永平寺にいた時から、若い修行僧では対応できない電話を回されることが多くありました。「困った時の南さん」とか言われて(笑)。中には、「夫が浮気して困っている」なんて、「そんな相談を世俗を離れて修行している若僧のところに持ってきてもしょうがないだろう」というものもありましたが、結果的に場数だけは踏むことになった。だから「人の話を聞くぐらいはできるだろう」と、相談を受けるようにしたのです。
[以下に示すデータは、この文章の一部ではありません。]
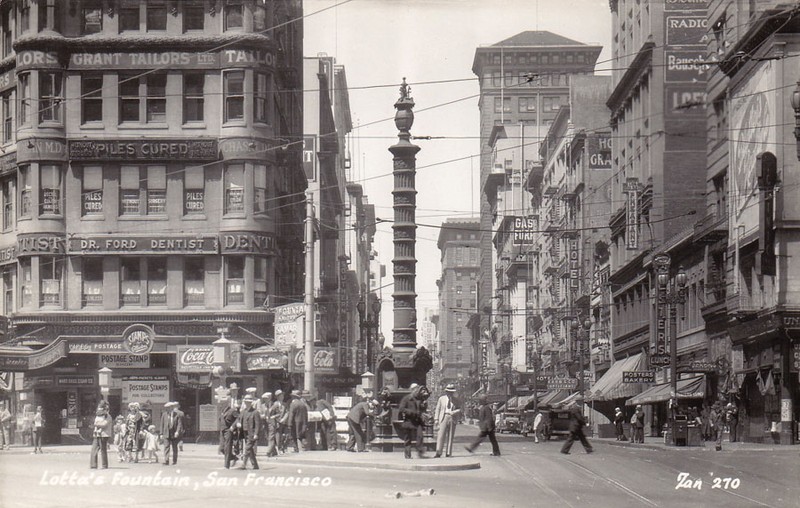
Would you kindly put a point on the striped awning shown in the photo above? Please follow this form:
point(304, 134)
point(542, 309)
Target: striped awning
point(610, 386)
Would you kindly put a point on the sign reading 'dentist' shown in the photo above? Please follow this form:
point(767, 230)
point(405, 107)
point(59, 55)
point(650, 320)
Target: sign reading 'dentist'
point(155, 149)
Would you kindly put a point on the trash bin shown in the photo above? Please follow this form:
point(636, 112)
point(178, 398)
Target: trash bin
point(680, 432)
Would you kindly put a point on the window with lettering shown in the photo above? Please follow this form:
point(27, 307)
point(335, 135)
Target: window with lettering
point(234, 15)
point(92, 280)
point(50, 271)
point(193, 99)
point(194, 190)
point(130, 281)
point(25, 190)
point(234, 188)
point(91, 98)
point(24, 97)
point(156, 15)
point(234, 280)
point(259, 281)
point(92, 191)
point(50, 190)
point(51, 97)
point(156, 281)
point(92, 17)
point(193, 16)
point(25, 282)
point(8, 289)
point(129, 190)
point(233, 90)
point(8, 117)
point(193, 280)
point(50, 15)
point(156, 190)
point(261, 98)
point(8, 205)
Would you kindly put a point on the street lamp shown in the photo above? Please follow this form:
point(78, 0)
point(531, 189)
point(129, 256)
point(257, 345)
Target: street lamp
point(795, 101)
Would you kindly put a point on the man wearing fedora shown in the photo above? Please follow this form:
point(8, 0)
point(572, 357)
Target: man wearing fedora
point(444, 417)
point(172, 428)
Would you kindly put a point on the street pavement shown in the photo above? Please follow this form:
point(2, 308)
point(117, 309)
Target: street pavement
point(618, 474)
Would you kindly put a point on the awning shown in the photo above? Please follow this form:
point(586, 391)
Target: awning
point(691, 388)
point(610, 386)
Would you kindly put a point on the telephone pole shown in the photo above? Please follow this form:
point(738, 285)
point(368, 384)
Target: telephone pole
point(308, 378)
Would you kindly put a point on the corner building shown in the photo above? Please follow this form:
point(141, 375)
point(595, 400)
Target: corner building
point(152, 197)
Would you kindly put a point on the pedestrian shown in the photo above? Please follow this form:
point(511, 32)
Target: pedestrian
point(172, 429)
point(38, 429)
point(445, 419)
point(412, 408)
point(732, 419)
point(102, 429)
point(5, 426)
point(619, 421)
point(275, 413)
point(576, 424)
point(327, 426)
point(637, 424)
point(298, 421)
point(487, 426)
point(716, 418)
point(250, 425)
point(356, 418)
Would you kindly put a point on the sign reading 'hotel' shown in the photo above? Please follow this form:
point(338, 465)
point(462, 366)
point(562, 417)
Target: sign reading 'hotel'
point(161, 149)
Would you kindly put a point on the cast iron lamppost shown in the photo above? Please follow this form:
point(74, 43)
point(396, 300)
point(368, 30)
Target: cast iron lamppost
point(795, 101)
point(367, 323)
point(581, 329)
point(674, 295)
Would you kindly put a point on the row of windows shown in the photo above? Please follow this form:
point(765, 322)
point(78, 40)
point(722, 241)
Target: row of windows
point(142, 98)
point(142, 282)
point(142, 191)
point(145, 16)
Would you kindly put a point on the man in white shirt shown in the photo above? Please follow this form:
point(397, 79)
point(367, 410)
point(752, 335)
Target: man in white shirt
point(444, 417)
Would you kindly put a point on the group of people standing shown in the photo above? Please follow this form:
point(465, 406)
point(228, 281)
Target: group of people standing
point(135, 436)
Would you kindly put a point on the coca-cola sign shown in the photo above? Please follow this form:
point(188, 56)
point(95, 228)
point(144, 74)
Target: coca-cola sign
point(195, 358)
point(326, 360)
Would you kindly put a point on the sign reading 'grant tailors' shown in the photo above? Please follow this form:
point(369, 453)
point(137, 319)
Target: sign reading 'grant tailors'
point(156, 149)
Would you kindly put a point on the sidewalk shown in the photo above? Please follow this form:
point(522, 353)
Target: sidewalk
point(371, 460)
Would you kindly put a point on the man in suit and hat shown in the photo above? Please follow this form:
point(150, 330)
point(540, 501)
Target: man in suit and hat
point(250, 425)
point(172, 429)
point(444, 418)
point(576, 424)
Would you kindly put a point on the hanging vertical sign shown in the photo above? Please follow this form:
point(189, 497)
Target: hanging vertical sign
point(632, 188)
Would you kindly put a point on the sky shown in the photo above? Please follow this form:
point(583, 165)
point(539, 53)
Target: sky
point(432, 44)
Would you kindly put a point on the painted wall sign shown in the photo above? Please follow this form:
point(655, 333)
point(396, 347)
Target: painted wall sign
point(124, 361)
point(245, 243)
point(151, 149)
point(147, 244)
point(138, 339)
point(150, 389)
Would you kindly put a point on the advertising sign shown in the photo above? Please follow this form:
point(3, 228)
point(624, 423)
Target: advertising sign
point(524, 230)
point(326, 360)
point(124, 361)
point(150, 389)
point(634, 376)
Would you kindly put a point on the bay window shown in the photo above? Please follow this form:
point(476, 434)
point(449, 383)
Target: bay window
point(92, 279)
point(156, 281)
point(234, 280)
point(92, 191)
point(234, 188)
point(50, 271)
point(50, 190)
point(193, 280)
point(130, 281)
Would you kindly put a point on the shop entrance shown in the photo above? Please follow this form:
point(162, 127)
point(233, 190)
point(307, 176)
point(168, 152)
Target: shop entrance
point(54, 407)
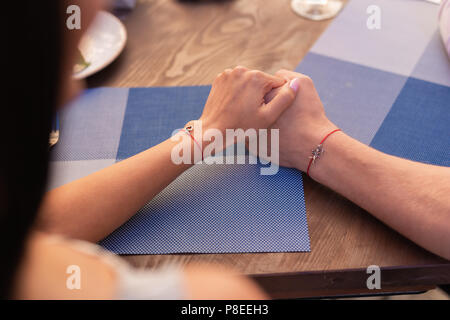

それに昔、私の師匠が自坊で習字を教えていて、それは月謝も取っていない完全なボランティアでした。「奇特なことをしますね」と言ったら、「バカなことを言うな。お前も坊さんなんだから、ひとつぐらい無償でやりなさい」と。あまり言うことを聞かない不肖の弟子だったから、ひとつぐらいは師匠の教えを守ろうと、時間の許す限り続けています。
――どのような相談が多いのですか?
様々です。親子や夫婦など人間関係のもつれについてのものから、病気や介護、そして「とにかく生きづらい」と訴える人まで。手に余るものも多いですが、話をするだけで楽になる人もいるというのもわかるので、その役には立てるかな、というのがひとつ。ただ、聞くだけではダメな時もある。つまり、嘘をつくわけじゃないけど、抱えている悩みや問題を正直に言わない人もいるわけです。その場合、「なぜこの人はこの話をするのか」を考えないといけない。問題がきつければきついほど、表面に出てくる言葉と距離が生じるので、その距離をはかるためには、会って対面でやらないと意味がない。これも私の僧侶としての活動において大事なことです。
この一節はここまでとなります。